Monday, April 22, 2013

What The Good Wife Needs To Do About Will and Peter



I am one of many women who have become addicted to The Good Wife, a show that actually has a lot of female writers and a bevy of three dimensional, complicated female characters played by talented actresses. It's hard to find shows that don't reduce women to tropes, and The Good Wife has the added bonus of a bisexual character and gay character, both of which are not terribly stereotyped.

But I digress. From the beginning, the show has been set up to display a rivalry between two men, Will Gardner and Peter Florrick; who I would argue are the least interesting characters on the show. They need to be on the show because they are representative of the cutthroat environment that is politics or the practice of law in Chicago. But the rivalry between them is dull because they are the same breed. Whenever I think of a perfect love triangle, I think of men who are very different from each other. Rhett Butler and Ashley Wilkes are the perfect foil of each other. To some degree, Peter Florrick and Will Gardner are both Rhett Butler: smart, shrewd and well dressed men who tend to play outside the rules because they think the rules don't apply to them. Hey, one of them even cavorts with prostitutes!



I wondered what could be done to make the show more interesting, because as it is, the show relies on a stereotype about women, even though so much of it is groundbreaking. Alicia has developed as a lawyer, as a mother and as a person in general.
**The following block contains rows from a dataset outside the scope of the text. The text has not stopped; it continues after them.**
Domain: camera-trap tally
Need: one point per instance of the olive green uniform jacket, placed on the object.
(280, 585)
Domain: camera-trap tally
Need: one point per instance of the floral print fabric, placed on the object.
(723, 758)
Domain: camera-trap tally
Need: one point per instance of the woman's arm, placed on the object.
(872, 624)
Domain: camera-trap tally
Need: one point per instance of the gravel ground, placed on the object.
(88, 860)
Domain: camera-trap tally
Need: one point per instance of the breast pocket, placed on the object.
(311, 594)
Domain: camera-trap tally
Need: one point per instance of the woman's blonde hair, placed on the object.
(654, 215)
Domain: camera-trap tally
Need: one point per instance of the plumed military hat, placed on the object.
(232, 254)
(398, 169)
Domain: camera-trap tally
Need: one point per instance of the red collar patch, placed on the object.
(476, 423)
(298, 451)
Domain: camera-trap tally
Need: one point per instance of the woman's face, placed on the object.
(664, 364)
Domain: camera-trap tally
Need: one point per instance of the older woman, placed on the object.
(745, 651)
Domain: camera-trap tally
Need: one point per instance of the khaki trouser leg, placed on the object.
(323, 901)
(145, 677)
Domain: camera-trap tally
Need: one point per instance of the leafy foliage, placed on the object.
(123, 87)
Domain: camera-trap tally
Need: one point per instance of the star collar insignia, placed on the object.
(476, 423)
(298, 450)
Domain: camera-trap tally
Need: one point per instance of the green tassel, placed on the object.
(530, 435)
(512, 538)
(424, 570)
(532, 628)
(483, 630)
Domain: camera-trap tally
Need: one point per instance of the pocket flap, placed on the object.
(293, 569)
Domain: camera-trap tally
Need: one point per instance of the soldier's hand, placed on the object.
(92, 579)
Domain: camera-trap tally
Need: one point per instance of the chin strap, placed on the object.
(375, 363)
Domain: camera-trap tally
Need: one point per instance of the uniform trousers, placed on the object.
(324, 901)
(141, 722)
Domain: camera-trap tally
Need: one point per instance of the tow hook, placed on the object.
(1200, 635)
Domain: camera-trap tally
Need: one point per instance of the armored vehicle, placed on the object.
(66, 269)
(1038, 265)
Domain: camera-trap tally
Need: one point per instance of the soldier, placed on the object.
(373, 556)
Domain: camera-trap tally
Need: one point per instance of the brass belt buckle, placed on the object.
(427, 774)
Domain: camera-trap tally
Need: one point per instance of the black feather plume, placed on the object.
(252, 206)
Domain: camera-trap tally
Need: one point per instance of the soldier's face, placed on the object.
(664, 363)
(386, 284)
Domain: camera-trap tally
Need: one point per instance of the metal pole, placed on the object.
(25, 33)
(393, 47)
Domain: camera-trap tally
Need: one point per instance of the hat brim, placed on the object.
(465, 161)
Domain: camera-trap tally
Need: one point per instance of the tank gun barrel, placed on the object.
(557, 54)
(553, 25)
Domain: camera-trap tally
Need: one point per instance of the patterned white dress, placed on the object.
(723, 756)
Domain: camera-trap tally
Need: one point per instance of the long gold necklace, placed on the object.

Yet her destiny on the show is defined by her relationship with these powerful, albeit dull, men. She is interesting enough on her own. She is involved in intellectually challenging cases and power rivalries at work. The ultimate season finale that I'm looking for? No! Series finale? Alicia doesn't choose Will or Peter. She chooses herself. The series finale ends with her sitting down in a big comfy chair whilst drinking a glass of wine after a long day of whooping ass in court. It would be a much more original ending than anyone would have expected.

Originally I thought Alicia would do well to meet a third man, maybe a man totally disconnected from the firm or Chicago politics. Shocker: What if he weren't a lawyer? What if he worked in a bookstore? What if he was a high school math teacher? But that is unlikely to happen. A certain segment of the audience needs to believe that the ultimate dream of a woman as successful as Alicia will always be to attach herself to the wealthiest or most powerful (or both) man in the room. Either way, if the writers of The Good Wife don't take advantage of this chance to tell a lesson about Alicia's growth I'm going to be very disappointed. But a girl can still dream of a Cary Agos and Kalinda Sharma wedding.